Farmer react to fresh plans to save Murray-Darling river

  • last year
Known as the nation's food bowl, the Murray Darling Basin produces billions of dollars of tourism, food, and fibre every year. It is home to internationally recognised wetlands and provides drinking water to three million Australians. It's facing an uncertain future, which the government hopes can be saved through buying water from farmers to boost the environment. But farmers claim it would come at the expense of jobs and regional communities.
Transcript
00:00 Greenshoots, a sign of future fruits. But Frank De Marci says he can't grow a crop without
00:07 one key ingredient, water. The more people can use that ingredient wisely
00:14 to produce wealth and taxes for the country and for their families.

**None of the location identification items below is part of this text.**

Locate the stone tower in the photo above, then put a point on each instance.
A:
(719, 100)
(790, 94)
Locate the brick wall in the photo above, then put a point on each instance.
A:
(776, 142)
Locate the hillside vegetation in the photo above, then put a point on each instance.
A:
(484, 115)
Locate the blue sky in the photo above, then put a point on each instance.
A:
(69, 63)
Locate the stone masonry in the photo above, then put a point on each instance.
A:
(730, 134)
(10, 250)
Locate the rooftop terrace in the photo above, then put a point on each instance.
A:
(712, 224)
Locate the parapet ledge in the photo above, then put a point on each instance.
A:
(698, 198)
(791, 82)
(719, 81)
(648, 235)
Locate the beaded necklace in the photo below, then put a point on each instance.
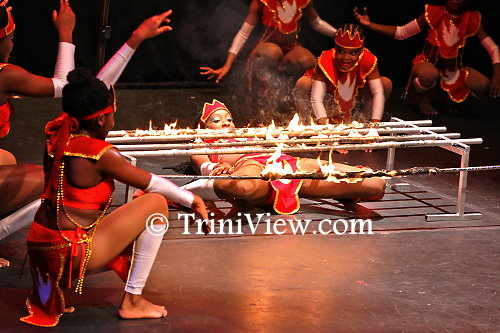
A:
(85, 239)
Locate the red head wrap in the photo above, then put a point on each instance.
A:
(209, 109)
(348, 39)
(58, 132)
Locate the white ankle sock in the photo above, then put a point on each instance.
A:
(21, 218)
(420, 87)
(146, 247)
(204, 188)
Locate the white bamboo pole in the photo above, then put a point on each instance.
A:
(379, 145)
(340, 139)
(215, 135)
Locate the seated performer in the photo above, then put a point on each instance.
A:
(72, 236)
(448, 26)
(283, 195)
(278, 60)
(343, 72)
(21, 184)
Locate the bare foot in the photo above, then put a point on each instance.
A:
(4, 263)
(69, 309)
(136, 307)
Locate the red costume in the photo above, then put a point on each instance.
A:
(344, 85)
(283, 14)
(285, 197)
(52, 251)
(6, 112)
(444, 47)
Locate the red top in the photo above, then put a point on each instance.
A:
(449, 32)
(344, 85)
(283, 14)
(94, 197)
(6, 112)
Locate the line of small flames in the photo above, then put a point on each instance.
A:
(273, 167)
(294, 125)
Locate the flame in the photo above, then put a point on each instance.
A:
(295, 124)
(372, 132)
(270, 130)
(168, 128)
(353, 133)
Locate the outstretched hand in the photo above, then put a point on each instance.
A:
(4, 3)
(222, 168)
(495, 82)
(64, 21)
(218, 74)
(153, 27)
(363, 19)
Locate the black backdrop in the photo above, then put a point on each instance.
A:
(203, 31)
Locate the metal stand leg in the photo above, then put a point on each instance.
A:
(460, 215)
(128, 191)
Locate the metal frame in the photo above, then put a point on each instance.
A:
(448, 143)
(458, 148)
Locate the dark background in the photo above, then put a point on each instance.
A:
(204, 29)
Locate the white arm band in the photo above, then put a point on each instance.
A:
(64, 64)
(318, 92)
(111, 72)
(206, 168)
(378, 98)
(241, 37)
(407, 30)
(492, 49)
(170, 191)
(323, 27)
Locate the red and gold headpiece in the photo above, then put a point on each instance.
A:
(348, 39)
(10, 25)
(210, 108)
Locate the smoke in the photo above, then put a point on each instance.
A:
(207, 28)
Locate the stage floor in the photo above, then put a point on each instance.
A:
(408, 276)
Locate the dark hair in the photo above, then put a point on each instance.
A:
(4, 18)
(84, 94)
(353, 28)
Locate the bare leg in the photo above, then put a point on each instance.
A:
(302, 98)
(6, 158)
(478, 83)
(426, 76)
(114, 233)
(22, 182)
(293, 67)
(368, 188)
(252, 191)
(264, 80)
(366, 95)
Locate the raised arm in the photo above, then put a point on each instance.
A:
(492, 48)
(318, 92)
(237, 44)
(378, 97)
(17, 80)
(398, 32)
(150, 28)
(113, 163)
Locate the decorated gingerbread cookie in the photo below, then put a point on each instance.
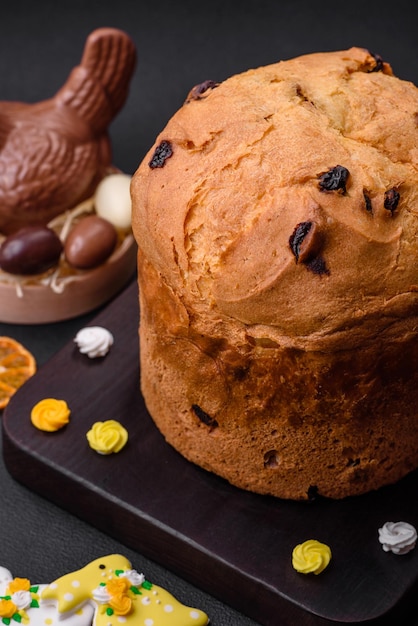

00:19 He fears the federal government's plan to buy water from farmers will mean less food
00:24 and fewer growers. Once you sell water, you're really out of
00:28 the game. A buyback happens when a farmer sells their
00:31 water licence back to the government. It means water previously used for farming is instead
00:38 left in the rivers. If we don't leave enough water for fish to
00:42 breed, for water birds to breed and for rivers to flush salt out to the ocean, we actually
00:48 end up with a declining river system. There's less water so you can grow less things
00:53 like broccoli and milk and all of these things that we value.
00:56 The decade-old plan has already delivered more than 2100 gigalitres of water per year
01:01 for the environment. But another 750 gigalitres per year was promised by June 2024 and it's
01:08 running drastically behind. Tanya Plibersek now wants to change the law
01:12 to allow more time and to use voluntary buybacks to find that water.
01:18 This next step is going to be the straw that breaks the camel's back.
01:21 Laundry owner Rob Priestley worries about the impact on jobs.
01:25 This is going to cost thousands of jobs in regional Australia and you can't compensate
01:29 for that with some silo art or a bike path. In South Australia, Karen Martin says some
01:35 farmers might be keen to sell. If your business isn't doing so well or you're
01:40 hitting retirement age and you've just had enough.
01:43 Buybacks if allowed could cost taxpayers billions of dollars and have implications far beyond
01:49 the basin. All Australians have something at stake here.
01:54 Ensuring a national resource is managed in the national interest.